MSF lança relatório com denúncias de violência e obstrução da ajuda humanitária no Mediterrâneo

‘Manobras Mortais: Obstrução e Violência no Mediterrâneo Central’ traz dados e depoimentos de sobreviventes resgatados pelo navio de MSF entre 2023 e 2024

@Stefan Pejovic/MSF

A remoção orquestrada de navios de resgate e salvamento de migrantes do Mediterrâneo Central, como o Geo Barents, elimina a última chance de sobrevivência para pessoas em situação de perigo, que fogem da violência terrível na Líbia. Essa é a conclusão do relatório Manobras Mortais: Obstrução e Violência no Mediterrâneo Central divulgado hoje (12/06) por Médicos Sem Fronteiras (MSF). O documento reúne informações operacionais e médicas, além de depoimentos de sobreviventes coletados pelas equipes de MSF a bordo do navio Geo Barents durante os anos de 2023 e 2024.
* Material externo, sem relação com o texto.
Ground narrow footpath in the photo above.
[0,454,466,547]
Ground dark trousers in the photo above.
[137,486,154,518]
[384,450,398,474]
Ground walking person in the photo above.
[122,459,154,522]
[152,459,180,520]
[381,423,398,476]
O relatório detalha como, após mais de dois anos operando sob leis e políticas italianas restritivas, particularmente o Decreto Piantedosi e a prática de designações para portos distantes, a capacidade dos navios de fornecer assistência vital foi severamente limitada, levando MSF à decisão de cessar as operações com o Geo Barents em dezembro de 2024.

Devido às restrições, o número de pessoas que o Geo Barents conseguiu resgatar caiu drasticamente em 2024 (2.278), chegando à metade do total de 2023 (4.646). Apesar disso, o número total de encaminhamentos médicos aumentou – especialmente os urgentes –, que subiram 14%, sugerindo que uma porcentagem consideravelmente maior de pessoas resgatadas estava em estado crítico e necessitava de cuidados especializados vitais em terra.
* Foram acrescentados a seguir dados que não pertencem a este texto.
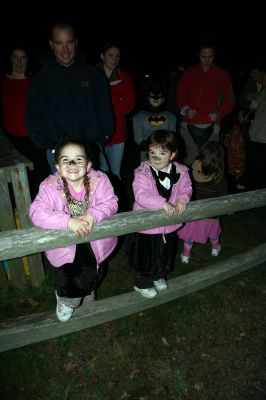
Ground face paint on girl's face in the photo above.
[148,145,176,171]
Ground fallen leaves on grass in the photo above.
[129,368,140,379]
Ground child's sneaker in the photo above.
[212,246,221,257]
[180,253,190,264]
[55,292,74,322]
[83,290,95,304]
[153,278,168,292]
[133,286,157,299]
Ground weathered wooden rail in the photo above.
[0,189,266,352]
[0,244,266,352]
[0,189,266,261]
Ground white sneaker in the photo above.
[180,253,190,264]
[212,246,221,257]
[55,293,74,322]
[153,278,168,292]
[133,286,157,299]
[83,290,95,304]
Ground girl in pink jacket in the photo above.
[128,130,192,298]
[30,138,118,322]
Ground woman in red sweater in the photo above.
[1,46,48,195]
[98,41,136,179]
“O Decreto Piantedosi apresenta um mecanismo estruturado e institucionalizado sem precedentes para a obstrução das atividades civis de resgate e salvamento”, afirma Juan Matias Gil, representante das operações de resgate e salvamento de MSF. “O impacto dessas sanções se agravou ao longo dos anos. A capacidade de resgate do nosso navio foi significativamente subutilizada e ativamente prejudicada.”
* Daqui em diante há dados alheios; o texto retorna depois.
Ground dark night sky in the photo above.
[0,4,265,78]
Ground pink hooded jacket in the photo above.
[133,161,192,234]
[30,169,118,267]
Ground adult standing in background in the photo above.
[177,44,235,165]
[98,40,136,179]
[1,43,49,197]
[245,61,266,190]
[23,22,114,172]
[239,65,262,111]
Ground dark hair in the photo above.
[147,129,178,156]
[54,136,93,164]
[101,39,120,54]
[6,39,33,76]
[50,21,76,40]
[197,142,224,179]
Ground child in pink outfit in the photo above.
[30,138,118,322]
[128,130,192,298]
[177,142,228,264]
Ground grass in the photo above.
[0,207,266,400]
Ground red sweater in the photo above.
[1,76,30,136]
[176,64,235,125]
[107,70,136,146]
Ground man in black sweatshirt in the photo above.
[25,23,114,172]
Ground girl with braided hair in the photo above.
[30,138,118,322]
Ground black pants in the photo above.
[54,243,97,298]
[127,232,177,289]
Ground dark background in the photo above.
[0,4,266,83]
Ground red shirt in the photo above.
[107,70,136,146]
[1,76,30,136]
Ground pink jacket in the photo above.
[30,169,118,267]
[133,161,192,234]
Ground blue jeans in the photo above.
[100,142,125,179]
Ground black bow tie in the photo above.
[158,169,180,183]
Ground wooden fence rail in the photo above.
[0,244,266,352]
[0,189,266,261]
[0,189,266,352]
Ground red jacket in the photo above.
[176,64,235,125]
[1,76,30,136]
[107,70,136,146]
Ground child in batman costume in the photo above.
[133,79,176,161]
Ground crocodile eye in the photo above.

O relatório também traz depoimentos de pessoas que conseguiram fugir da Líbia, documentando interceptações violentas sofridas no mar e deportações à força para a Líbia, como parte de um esforço mais amplo para impedir chegadas dos migrantes à Europa. “Os depoimentos, dados e evidências que coletamos ao longo desses anos demonstram o conluio da Itália e da União Europeia (UE) com a Guarda Costeira Líbia (LCG) e outros atores armados, que realizam interceptações e empurram as pessoas de volta ao círculo de extorsão e abuso”, acrescenta Gil.

De acordo com dados médicos de MSF, em 2024, todos os pacientes (124) atendidos pelo psicólogo a bordo do Geo Barents relataram ter sofrido violência física e/ou psicológica durante a viagem migratória, sendo que metade desses pacientes identificou a detenção como o principal cenário de abuso.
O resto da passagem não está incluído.